In fact, the earliest years of the 17th century, which Horn discusses only in passing, were barbarous years of radical disorder, slaughterous race conflicts, disease and sudden death. Gradually, these conditions were overcome and were followed by the slow evolution of communities that were indeed English, but provincial variants, in just the ways Horn describes them. For Horn is too good a historian not to ignore his own argument in the face of obvious evidence. Thus while he derides the ‘developmental model’, he provides excellent – at some points delicately modulated – illustrations of precisely the ‘model’ he abjures. In tracing how ‘the fabric of English society and culture was maintained by the transfer and adaptation of English values, norms, and attitudes, which represented the major continuities between life in the Old World and the New,’ he shows not only change after change, adaptation after adaptation, but the desire for change. ‘The view,’ he writes, ‘that English settlers desired to re-create colonial society in the image of the society they left behind is only partially valid.’ And again: ‘there is little to suggest that the great majority of immigrants were interested in re-creating the complex provincial and urban societies they had left behind.’ Only in the early 18th century, he suggests, could a ‘symbolic landscape’ similar to England’s be found in America. So things developed.
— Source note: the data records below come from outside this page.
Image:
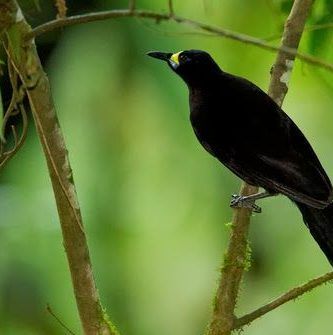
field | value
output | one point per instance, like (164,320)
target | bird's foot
(239,201)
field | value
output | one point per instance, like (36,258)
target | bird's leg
(248,201)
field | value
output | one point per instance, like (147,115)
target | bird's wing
(283,161)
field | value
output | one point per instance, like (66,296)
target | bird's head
(193,66)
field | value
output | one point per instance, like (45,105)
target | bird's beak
(160,55)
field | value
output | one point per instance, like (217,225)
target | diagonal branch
(146,14)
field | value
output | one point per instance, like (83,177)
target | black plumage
(241,126)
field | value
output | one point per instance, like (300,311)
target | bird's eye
(183,58)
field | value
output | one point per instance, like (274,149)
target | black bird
(240,125)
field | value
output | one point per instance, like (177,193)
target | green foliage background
(154,203)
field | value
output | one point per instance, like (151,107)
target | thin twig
(284,298)
(48,308)
(27,64)
(235,262)
(131,5)
(61,8)
(121,13)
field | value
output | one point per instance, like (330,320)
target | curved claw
(239,201)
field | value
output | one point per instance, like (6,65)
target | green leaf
(319,40)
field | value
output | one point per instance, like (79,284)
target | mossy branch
(223,319)
(24,59)
(171,16)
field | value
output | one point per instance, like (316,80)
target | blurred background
(154,203)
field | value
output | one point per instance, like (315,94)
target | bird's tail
(320,224)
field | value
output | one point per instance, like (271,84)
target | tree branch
(284,298)
(236,259)
(146,14)
(24,58)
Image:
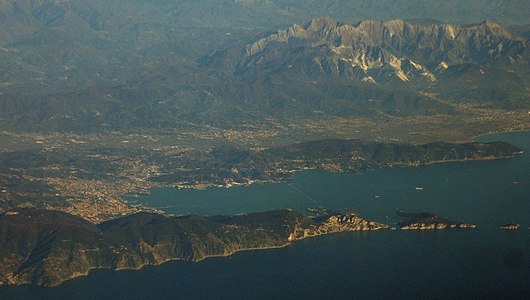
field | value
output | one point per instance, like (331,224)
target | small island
(511,226)
(428,221)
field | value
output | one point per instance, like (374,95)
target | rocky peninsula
(46,247)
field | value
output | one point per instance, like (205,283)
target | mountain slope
(394,67)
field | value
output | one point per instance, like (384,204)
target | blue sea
(484,263)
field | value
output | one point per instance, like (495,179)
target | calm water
(482,263)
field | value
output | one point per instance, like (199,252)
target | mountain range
(130,65)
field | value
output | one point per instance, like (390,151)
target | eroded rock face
(49,247)
(376,51)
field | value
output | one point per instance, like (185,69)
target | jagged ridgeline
(98,65)
(373,67)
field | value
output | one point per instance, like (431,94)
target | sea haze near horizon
(483,263)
Horn has written an important book: a synthesis of a generation’s study of the 17th-century Chesapeake world fused with his own analytic contributions. For all its statistics and demographics, it is no crabbed monograph; it has amplitude and imagination, and it reveals comprehensively, not a new theory of early American history, but how inherited culture shaped Englishmen’s responses to the conditions of life in the Upper South, and how that cultural intermediation moulded the development of a provincial society.